Por su parte, Juan de Villota, director de asesoría fiscal de CECA, ha criticado la "situación de incertidumbre" que se ha generado y que "no es deseable para los mercados, ni para los inversores, ni para los propios agentes económicos".
También Gonzalo Gortázar, consejero delegado de CaixaBank, ha criticado el impuesto: "No nos parece justificado ni que vaya a facilitar el crecimiento", ha señalado en la presentación del plan estratégico para 2025 a 2027. Esta vez, ha sido menos explícito en su crítica que el 31 de octubre, cuando en la presentación de resultados aseguró que "Hay doble imposición.
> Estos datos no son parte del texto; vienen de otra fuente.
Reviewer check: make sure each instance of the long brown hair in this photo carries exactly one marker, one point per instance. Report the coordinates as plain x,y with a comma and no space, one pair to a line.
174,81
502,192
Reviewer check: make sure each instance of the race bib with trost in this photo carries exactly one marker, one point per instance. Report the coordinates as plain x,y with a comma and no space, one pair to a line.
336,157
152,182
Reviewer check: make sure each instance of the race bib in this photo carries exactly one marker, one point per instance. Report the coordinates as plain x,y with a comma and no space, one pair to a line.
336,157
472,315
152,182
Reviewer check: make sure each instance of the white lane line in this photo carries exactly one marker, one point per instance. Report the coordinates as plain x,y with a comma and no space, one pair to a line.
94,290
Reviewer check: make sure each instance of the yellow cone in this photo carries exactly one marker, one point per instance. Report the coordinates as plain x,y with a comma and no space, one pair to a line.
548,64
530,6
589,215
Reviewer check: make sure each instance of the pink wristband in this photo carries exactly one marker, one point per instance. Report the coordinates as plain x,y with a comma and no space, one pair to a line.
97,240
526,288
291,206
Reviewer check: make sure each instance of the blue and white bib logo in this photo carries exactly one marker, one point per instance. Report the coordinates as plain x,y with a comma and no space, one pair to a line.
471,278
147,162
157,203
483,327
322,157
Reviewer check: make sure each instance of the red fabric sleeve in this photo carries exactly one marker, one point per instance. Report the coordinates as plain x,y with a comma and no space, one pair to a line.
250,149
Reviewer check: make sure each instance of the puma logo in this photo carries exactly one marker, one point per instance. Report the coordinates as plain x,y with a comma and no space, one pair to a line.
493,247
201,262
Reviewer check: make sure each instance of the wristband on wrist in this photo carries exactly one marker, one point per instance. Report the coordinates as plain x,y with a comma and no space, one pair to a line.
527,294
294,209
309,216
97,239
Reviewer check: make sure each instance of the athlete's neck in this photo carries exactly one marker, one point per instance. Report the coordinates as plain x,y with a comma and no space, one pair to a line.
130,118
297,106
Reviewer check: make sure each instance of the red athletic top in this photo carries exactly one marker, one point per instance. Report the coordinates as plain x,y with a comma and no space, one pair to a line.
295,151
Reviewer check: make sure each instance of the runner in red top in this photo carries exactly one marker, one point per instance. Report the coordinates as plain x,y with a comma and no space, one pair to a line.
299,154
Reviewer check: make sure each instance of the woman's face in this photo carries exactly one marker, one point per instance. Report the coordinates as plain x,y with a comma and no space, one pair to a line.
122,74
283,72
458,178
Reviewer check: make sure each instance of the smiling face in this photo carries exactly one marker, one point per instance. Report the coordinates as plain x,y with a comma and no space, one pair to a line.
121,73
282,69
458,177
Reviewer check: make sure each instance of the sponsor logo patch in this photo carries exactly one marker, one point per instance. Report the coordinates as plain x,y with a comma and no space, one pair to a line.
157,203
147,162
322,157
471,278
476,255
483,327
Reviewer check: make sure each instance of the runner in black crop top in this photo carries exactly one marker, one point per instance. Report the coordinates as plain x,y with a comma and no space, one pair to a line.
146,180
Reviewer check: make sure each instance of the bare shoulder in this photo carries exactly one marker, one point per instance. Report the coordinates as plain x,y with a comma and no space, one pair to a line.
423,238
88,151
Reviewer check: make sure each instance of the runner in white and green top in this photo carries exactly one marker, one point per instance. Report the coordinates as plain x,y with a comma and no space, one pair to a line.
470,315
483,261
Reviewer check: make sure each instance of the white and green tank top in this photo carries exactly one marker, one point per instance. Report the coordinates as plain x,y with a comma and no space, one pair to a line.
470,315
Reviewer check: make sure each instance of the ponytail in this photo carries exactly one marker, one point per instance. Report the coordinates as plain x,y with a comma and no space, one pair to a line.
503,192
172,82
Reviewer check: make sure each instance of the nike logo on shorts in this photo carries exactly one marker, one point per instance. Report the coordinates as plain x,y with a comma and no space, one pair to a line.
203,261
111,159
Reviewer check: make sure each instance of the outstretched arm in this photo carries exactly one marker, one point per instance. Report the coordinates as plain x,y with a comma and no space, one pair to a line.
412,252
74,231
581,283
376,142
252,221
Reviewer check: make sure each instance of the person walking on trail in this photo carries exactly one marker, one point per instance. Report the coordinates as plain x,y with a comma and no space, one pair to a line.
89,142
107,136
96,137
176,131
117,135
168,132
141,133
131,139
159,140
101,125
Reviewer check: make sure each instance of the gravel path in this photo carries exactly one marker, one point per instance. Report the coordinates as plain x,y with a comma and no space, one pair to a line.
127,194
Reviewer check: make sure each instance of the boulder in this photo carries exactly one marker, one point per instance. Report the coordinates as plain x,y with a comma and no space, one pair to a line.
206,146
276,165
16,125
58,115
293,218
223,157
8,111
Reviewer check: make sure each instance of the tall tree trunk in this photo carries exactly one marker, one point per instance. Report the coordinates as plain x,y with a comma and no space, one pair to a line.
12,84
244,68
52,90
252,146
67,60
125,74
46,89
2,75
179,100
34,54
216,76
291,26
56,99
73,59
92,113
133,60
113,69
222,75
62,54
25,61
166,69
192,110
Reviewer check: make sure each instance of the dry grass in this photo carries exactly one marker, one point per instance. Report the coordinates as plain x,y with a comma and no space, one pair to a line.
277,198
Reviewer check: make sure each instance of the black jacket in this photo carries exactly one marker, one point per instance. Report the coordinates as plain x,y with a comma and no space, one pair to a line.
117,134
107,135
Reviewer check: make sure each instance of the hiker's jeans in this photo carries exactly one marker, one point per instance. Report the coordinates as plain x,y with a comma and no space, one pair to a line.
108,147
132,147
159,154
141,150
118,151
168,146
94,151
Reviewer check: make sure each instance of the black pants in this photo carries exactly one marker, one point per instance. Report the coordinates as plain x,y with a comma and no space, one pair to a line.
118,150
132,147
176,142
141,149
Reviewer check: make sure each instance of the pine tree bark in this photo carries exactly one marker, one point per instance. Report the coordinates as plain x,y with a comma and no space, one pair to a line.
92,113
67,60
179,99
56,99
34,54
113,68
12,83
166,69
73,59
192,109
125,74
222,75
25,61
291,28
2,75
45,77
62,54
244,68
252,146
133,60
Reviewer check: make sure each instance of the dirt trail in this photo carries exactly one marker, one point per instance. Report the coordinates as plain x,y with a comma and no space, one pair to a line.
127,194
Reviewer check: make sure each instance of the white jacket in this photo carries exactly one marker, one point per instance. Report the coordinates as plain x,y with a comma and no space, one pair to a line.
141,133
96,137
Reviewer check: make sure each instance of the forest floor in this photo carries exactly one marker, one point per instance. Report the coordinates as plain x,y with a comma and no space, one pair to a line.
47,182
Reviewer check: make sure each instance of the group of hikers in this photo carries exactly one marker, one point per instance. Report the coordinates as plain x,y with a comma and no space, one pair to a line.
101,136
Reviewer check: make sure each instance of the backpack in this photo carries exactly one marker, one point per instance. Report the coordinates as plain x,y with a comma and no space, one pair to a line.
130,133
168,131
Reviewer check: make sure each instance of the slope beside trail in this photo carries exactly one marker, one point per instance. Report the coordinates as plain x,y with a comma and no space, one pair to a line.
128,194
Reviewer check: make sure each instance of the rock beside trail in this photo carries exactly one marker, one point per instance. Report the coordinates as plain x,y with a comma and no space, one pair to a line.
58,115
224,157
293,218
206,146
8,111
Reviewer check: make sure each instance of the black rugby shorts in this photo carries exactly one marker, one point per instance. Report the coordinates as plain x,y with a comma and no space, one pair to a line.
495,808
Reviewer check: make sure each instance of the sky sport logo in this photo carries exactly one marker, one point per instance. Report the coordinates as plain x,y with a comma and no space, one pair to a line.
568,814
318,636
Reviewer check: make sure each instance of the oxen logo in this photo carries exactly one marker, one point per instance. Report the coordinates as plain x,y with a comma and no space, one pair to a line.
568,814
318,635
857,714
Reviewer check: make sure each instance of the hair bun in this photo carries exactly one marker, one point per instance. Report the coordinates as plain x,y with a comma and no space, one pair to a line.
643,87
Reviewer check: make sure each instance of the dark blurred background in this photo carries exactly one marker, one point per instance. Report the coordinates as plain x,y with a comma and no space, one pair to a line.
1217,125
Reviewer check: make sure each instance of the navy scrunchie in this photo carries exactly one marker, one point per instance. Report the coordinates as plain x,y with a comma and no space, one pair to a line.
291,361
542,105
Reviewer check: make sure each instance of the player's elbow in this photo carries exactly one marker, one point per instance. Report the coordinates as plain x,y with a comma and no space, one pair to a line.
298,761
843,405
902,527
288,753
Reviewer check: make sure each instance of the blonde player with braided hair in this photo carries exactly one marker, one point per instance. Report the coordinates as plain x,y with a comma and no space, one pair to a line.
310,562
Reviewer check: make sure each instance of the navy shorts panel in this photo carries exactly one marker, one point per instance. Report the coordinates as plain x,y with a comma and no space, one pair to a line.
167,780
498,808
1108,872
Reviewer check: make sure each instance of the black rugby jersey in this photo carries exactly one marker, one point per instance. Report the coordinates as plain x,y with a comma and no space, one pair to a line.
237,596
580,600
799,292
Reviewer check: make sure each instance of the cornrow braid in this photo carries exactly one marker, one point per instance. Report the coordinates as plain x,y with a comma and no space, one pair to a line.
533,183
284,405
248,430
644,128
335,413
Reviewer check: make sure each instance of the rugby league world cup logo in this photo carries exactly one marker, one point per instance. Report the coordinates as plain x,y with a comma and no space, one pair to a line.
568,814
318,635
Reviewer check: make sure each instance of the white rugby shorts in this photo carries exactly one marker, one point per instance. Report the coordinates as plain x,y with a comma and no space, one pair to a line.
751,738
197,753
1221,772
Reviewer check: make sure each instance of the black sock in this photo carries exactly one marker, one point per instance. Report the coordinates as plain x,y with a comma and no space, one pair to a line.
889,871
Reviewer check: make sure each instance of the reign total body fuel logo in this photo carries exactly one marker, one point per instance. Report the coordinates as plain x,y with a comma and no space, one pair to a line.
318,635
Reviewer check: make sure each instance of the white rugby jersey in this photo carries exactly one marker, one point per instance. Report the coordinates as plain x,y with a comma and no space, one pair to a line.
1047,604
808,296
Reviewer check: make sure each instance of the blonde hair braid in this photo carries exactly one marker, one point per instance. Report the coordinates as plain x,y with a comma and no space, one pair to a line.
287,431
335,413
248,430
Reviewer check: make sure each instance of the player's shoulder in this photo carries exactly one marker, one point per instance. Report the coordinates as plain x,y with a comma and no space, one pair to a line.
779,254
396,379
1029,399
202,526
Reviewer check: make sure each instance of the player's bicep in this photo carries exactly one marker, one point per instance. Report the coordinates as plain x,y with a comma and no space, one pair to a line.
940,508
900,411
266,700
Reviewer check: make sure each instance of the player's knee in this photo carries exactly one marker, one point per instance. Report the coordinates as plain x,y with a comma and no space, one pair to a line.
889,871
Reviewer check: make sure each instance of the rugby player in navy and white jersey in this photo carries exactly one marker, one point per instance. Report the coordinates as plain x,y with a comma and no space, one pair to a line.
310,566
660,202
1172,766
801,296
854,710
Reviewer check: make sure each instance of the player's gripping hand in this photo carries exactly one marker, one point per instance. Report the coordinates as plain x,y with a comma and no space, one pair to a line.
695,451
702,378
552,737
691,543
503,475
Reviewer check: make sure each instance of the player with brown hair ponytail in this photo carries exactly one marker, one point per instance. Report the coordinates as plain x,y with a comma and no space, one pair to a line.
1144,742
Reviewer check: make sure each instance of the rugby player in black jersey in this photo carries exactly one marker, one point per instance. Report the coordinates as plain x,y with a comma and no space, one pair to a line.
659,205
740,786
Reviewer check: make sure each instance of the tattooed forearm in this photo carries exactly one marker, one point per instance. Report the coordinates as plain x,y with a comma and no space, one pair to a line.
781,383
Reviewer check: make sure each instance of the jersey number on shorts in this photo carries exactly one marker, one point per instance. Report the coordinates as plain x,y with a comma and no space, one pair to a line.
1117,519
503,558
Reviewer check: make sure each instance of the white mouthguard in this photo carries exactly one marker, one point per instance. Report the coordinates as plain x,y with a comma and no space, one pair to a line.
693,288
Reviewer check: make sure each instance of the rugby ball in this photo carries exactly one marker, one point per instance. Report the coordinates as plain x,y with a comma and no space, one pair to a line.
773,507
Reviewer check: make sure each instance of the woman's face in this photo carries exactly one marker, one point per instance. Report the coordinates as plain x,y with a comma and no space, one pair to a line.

Nuestros abogados lo mirarán. Como necesitamos seguir reduciendo el déficit, se piensa en la banca. Y creo que hay que pensar que la justificación solo es que la banca ha de pagar más que otros sectores. Se habla de rentabilidad, y no es una premisa cierta, el Ibex tiene una rentabilidad del 18%, más que la banca, que es del 13%. Lo que hay que hacer es tener un debate sereno sobre este asunto".
"Más grave que [la propuesta de impuesto] consagra y exagera la discriminación entre entidades. El anterior solo se imponía a un determinado grupo de entidades. Ahora se hace el impuesto progresivo, algo que estoy a favor en las personas físicas, pero en las personas jurídicas se me escapa, porque las empresas más grandes pagan más por serlo. Porque una empresa grande puede tener un millón de personas y una pequeña una persona. Se grava desde el 1% al 6%, nosotros somos la entidad más grande, podría llamarse la tasa CaixaBank. No tiene sentido. Somos más grandes, más competitivos, hacemos más cosas. Tenemos labores de inclusión con Criteria que no se tienen en cuenta. Y tampoco hay deducciones por labores como estar en localidades sin servicios", añadió Gortázar en su crítica.
Los bancos han lanzado una ofensiva final contra la propuesta de establecer un impuesto específico en medio de una reforma fiscal que está en el aire tras el caos vivido este lunes en el Congreso. Santander ha sido la entidad más explícita en su crítica al asegurar que se está atentando contra la seguridad jurídica.